Back

How to Test an LLM App Before Launch

Jun 05, 2026
How to Test an LLM App Before Launch

Pre-launch testing for an LLM app should answer one question: can this workflow behave correctly when real users, messy inputs, changing context, and model variance hit it at the same time?

If your test plan only checks five polished examples in a notebook, you are not testing the app. You are testing a demo. Production LLM systems need regression coverage, trace replay, rubric-based scoring, and release gates tied to real failure modes.

Start by defining what “correct” means

Before you write evals, define the contract for your LLM app. This contract should describe what the system must do, what it must refuse, what tools it may call, and what output shape downstream code expects.

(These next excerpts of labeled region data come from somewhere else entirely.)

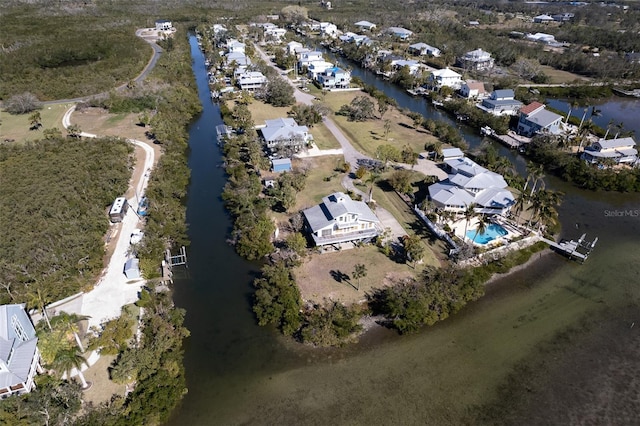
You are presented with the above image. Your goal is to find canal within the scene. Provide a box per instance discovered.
[169,37,640,426]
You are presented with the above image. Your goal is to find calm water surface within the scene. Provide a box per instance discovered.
[170,38,640,425]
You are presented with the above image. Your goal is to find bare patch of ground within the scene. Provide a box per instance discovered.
[293,246,414,305]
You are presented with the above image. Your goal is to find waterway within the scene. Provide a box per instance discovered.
[169,38,640,426]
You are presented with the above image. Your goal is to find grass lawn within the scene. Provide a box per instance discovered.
[324,92,436,157]
[292,155,344,211]
[540,65,591,84]
[293,245,415,304]
[0,104,72,143]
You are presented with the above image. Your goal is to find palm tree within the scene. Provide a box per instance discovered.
[473,214,489,245]
[462,203,476,241]
[27,284,53,331]
[52,311,91,353]
[604,118,614,139]
[53,348,90,389]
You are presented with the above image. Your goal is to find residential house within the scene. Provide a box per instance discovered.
[320,22,339,38]
[211,24,227,35]
[533,15,553,24]
[302,192,381,246]
[156,19,173,31]
[517,102,563,137]
[271,158,291,173]
[442,148,464,161]
[227,39,246,53]
[225,52,251,67]
[429,67,462,89]
[287,41,304,55]
[0,304,41,399]
[353,21,376,31]
[409,43,441,57]
[236,71,267,90]
[551,12,576,22]
[307,61,334,80]
[317,67,351,89]
[478,89,522,115]
[460,80,487,99]
[387,27,413,40]
[581,138,638,164]
[264,26,287,43]
[525,33,557,44]
[298,50,325,71]
[458,49,494,71]
[428,156,515,215]
[260,118,313,151]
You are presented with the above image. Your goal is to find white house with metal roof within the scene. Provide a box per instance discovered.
[409,43,442,57]
[429,67,462,89]
[517,102,563,136]
[478,89,522,116]
[353,21,376,31]
[429,156,515,215]
[302,192,381,246]
[237,71,267,90]
[260,118,313,150]
[581,138,638,164]
[0,304,41,398]
[458,49,494,71]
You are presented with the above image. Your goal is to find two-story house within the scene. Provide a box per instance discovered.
[517,102,563,137]
[458,49,494,71]
[581,138,638,164]
[0,304,41,398]
[429,67,462,89]
[478,89,522,115]
[428,155,515,215]
[236,71,267,90]
[409,43,441,58]
[302,192,381,246]
[260,118,313,152]
[317,67,351,89]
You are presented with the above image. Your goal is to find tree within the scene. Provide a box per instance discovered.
[389,169,412,194]
[265,76,296,107]
[29,111,42,130]
[67,124,82,138]
[462,203,476,241]
[351,263,367,291]
[473,214,489,245]
[4,92,40,114]
[53,348,91,389]
[402,235,425,269]
[51,311,90,353]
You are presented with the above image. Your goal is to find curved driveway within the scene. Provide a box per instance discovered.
[61,105,155,327]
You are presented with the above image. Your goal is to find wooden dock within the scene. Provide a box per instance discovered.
[540,234,598,263]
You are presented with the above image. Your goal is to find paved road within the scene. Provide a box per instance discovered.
[42,28,163,105]
[55,106,155,327]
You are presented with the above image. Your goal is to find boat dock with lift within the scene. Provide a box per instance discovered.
[541,234,598,263]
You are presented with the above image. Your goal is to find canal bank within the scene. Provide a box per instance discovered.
[169,38,640,425]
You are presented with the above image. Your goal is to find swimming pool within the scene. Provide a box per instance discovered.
[467,223,509,245]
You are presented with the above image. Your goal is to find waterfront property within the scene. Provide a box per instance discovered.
[429,67,462,89]
[0,304,41,399]
[316,67,351,89]
[581,138,638,164]
[302,192,380,246]
[458,49,494,71]
[478,89,522,116]
[409,43,441,57]
[260,118,313,151]
[429,157,515,215]
[518,102,562,137]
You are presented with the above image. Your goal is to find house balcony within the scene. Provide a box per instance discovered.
[312,226,381,246]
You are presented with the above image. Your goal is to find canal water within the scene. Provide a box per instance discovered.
[169,37,640,426]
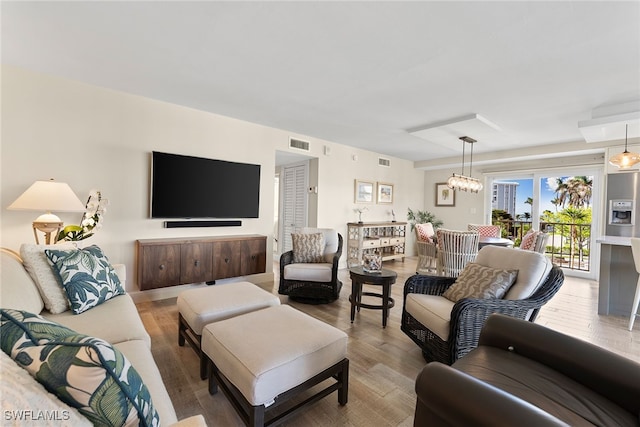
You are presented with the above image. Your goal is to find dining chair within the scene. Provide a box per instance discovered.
[436,228,480,277]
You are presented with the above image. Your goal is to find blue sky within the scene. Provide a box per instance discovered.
[498,176,569,219]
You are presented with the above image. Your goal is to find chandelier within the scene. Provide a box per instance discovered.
[609,125,640,169]
[447,136,483,193]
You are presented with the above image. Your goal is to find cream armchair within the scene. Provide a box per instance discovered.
[278,228,342,304]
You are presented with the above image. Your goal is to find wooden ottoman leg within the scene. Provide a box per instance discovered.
[198,335,209,380]
[249,405,264,427]
[337,359,349,406]
[178,313,187,347]
[211,356,218,394]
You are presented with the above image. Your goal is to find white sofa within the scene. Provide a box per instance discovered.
[0,245,206,427]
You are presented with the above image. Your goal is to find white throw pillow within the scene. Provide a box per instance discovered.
[20,242,76,314]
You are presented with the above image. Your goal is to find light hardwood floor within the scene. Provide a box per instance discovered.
[137,257,640,427]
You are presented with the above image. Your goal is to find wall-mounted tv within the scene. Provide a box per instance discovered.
[151,151,260,218]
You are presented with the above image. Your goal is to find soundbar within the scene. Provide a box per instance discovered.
[164,220,242,228]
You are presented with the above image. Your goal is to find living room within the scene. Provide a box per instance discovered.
[0,2,640,424]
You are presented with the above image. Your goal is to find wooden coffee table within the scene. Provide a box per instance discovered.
[349,266,398,328]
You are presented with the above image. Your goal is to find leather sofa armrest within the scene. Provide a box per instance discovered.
[414,362,568,427]
[478,314,640,414]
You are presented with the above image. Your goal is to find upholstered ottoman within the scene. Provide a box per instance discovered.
[178,282,280,379]
[202,305,349,426]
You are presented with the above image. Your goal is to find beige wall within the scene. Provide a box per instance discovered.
[0,66,425,298]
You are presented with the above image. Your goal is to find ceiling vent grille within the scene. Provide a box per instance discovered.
[289,138,309,151]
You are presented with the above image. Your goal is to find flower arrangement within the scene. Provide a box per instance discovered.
[58,190,109,242]
[353,206,369,223]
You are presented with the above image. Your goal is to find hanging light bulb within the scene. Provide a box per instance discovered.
[447,136,483,193]
[609,124,640,169]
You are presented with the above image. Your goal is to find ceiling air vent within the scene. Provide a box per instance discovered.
[289,138,309,151]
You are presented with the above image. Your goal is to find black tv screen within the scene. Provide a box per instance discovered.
[151,151,260,218]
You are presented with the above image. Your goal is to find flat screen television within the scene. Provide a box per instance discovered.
[151,151,260,218]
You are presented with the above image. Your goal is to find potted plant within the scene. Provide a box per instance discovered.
[407,208,444,231]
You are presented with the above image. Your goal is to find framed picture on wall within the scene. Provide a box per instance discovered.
[436,182,456,206]
[354,179,374,203]
[378,182,393,204]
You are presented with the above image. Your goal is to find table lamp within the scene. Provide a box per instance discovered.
[7,179,85,245]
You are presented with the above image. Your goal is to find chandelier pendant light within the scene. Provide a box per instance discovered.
[447,136,483,193]
[609,124,640,169]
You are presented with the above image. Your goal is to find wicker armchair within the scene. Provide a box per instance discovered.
[278,228,342,304]
[436,229,480,277]
[400,246,564,365]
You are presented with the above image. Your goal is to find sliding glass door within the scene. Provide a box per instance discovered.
[487,168,603,278]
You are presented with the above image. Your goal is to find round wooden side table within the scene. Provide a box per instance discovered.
[349,266,398,328]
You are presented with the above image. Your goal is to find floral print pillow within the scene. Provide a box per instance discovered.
[44,245,125,314]
[0,309,160,427]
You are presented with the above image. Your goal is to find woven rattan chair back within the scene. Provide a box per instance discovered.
[436,229,480,277]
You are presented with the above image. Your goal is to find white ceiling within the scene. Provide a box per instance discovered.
[0,1,640,166]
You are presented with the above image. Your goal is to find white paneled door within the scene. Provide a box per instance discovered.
[280,162,308,253]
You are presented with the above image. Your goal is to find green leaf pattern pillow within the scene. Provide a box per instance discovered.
[44,245,125,314]
[0,309,160,426]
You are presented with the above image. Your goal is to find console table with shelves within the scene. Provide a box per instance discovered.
[136,234,267,291]
[347,221,407,267]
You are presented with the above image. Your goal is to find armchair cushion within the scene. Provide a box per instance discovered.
[291,233,325,263]
[442,263,518,302]
[284,263,332,282]
[475,245,553,300]
[405,294,454,341]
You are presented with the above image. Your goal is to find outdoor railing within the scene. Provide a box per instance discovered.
[494,220,591,271]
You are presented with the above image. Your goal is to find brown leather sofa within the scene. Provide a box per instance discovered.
[414,314,640,427]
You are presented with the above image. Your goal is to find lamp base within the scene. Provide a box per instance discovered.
[32,213,64,245]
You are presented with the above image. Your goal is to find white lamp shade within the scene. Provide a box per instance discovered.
[7,180,85,212]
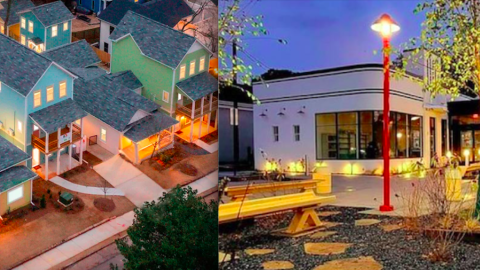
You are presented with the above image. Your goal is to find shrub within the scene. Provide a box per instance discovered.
[40,194,47,208]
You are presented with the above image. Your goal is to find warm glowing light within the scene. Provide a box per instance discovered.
[371,14,400,37]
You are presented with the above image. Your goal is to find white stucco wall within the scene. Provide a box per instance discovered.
[253,67,447,173]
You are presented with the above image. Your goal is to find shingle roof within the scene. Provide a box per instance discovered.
[110,11,195,68]
[0,35,52,96]
[0,136,30,172]
[177,72,218,100]
[124,111,178,142]
[74,73,159,131]
[30,98,87,133]
[19,1,74,27]
[108,70,143,90]
[0,166,38,192]
[43,39,101,69]
[0,0,35,26]
[98,0,193,27]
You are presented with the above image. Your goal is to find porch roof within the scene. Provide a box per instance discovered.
[177,72,218,100]
[0,166,37,193]
[0,136,30,172]
[124,111,178,142]
[30,98,87,134]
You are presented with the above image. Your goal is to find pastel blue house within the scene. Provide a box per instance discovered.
[18,1,74,53]
[0,35,87,180]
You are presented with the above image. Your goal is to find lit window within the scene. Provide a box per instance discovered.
[189,60,195,76]
[273,126,279,142]
[180,64,186,80]
[7,186,23,204]
[17,120,23,132]
[52,25,58,37]
[100,128,107,142]
[293,125,300,142]
[162,91,169,102]
[33,90,42,108]
[198,56,205,71]
[47,85,54,102]
[60,81,67,98]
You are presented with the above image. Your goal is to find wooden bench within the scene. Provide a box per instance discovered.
[218,189,335,236]
[225,180,317,202]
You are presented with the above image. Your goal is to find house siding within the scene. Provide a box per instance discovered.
[111,37,173,110]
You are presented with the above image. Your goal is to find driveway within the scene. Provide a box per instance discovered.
[93,155,166,207]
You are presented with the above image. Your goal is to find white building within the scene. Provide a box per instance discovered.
[253,64,472,174]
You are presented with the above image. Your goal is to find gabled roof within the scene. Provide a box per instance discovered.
[0,0,35,26]
[0,166,38,192]
[98,0,193,27]
[43,39,101,69]
[110,11,196,69]
[18,1,74,27]
[0,136,30,172]
[30,98,87,134]
[74,71,159,132]
[0,35,52,96]
[177,72,218,100]
[124,111,178,142]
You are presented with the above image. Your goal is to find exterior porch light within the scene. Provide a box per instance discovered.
[371,14,400,212]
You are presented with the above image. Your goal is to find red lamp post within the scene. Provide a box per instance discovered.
[371,14,400,212]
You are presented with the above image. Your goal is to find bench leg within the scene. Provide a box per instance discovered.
[285,209,322,234]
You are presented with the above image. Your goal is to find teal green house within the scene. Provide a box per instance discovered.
[18,1,74,53]
[110,11,218,142]
[0,35,87,179]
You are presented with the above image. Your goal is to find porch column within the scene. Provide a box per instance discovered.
[80,118,83,162]
[133,142,138,164]
[207,93,213,134]
[198,97,205,139]
[190,100,195,142]
[45,132,50,181]
[68,123,73,170]
[57,128,62,175]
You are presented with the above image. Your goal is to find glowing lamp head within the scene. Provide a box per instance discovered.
[371,14,400,38]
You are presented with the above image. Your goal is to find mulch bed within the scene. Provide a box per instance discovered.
[93,198,115,212]
[219,206,480,270]
[200,130,218,144]
[176,163,198,176]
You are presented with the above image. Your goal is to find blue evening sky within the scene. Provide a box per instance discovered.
[245,0,423,74]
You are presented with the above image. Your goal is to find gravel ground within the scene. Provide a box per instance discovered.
[219,206,480,270]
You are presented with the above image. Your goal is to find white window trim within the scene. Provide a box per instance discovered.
[7,184,24,204]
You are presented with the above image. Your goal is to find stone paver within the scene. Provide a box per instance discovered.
[50,176,125,196]
[262,261,295,270]
[355,218,380,226]
[245,248,275,256]
[304,243,352,255]
[310,231,337,239]
[313,257,383,270]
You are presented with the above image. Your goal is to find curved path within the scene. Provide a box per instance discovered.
[50,176,125,196]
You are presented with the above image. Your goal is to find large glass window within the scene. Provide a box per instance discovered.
[316,113,337,159]
[316,111,422,159]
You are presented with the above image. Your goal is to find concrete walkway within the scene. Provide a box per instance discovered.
[93,155,166,207]
[50,176,125,196]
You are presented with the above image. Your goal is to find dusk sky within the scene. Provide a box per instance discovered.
[245,0,423,74]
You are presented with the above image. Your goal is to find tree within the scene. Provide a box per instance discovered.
[116,186,218,270]
[398,0,480,96]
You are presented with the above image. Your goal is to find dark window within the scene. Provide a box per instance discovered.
[315,113,337,159]
[273,126,279,142]
[293,125,300,142]
[430,117,436,158]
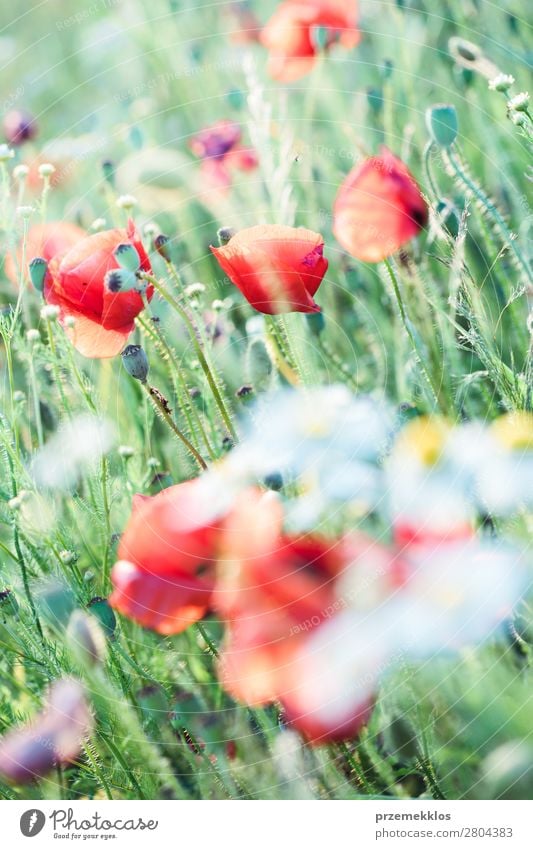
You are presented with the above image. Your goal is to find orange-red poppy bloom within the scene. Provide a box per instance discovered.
[211,224,328,315]
[44,221,153,358]
[4,221,87,283]
[189,120,257,192]
[109,480,224,634]
[333,147,428,262]
[261,0,360,82]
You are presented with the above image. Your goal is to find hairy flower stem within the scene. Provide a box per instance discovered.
[142,381,208,471]
[383,259,447,412]
[443,150,533,286]
[142,273,237,442]
[138,293,216,460]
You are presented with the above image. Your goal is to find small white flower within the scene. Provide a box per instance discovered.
[116,195,137,210]
[507,91,529,112]
[13,165,30,181]
[41,304,59,321]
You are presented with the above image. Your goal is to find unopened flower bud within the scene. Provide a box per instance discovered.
[113,242,141,271]
[154,233,172,262]
[39,162,56,180]
[0,589,19,620]
[426,103,458,148]
[28,256,48,292]
[507,91,529,112]
[13,165,30,182]
[0,144,15,162]
[217,227,235,248]
[87,596,117,639]
[121,345,149,383]
[104,268,139,295]
[489,74,515,93]
[116,195,137,210]
[102,159,115,186]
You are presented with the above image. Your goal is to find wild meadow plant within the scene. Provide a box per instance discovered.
[0,0,533,799]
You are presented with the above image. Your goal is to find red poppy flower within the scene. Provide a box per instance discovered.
[333,147,428,262]
[211,224,328,315]
[44,221,153,358]
[109,480,224,634]
[4,221,87,284]
[189,120,257,191]
[261,0,360,82]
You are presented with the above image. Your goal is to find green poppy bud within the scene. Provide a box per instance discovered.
[113,242,141,271]
[87,596,117,639]
[104,268,140,295]
[426,103,458,148]
[28,256,48,292]
[120,345,149,383]
[217,227,235,248]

For example, a support triage agent might have this contract:

  • Classify the ticket into one of 12 allowed categories.
  • Extract account ID, urgency, product area, and requested action when present.
  • Never invent policy details when the knowledge base does not contain an answer.
  • Call the refund eligibility tool before suggesting a refund.
  • Return valid JSON that matches the production schema.
  • Escalate if the user mentions legal action, self-harm, payment fraud, or account takeover.

This turns vague quality feedback into testable behavior. It also prevents the team from arguing over whether an output “feels good” after a prompt change.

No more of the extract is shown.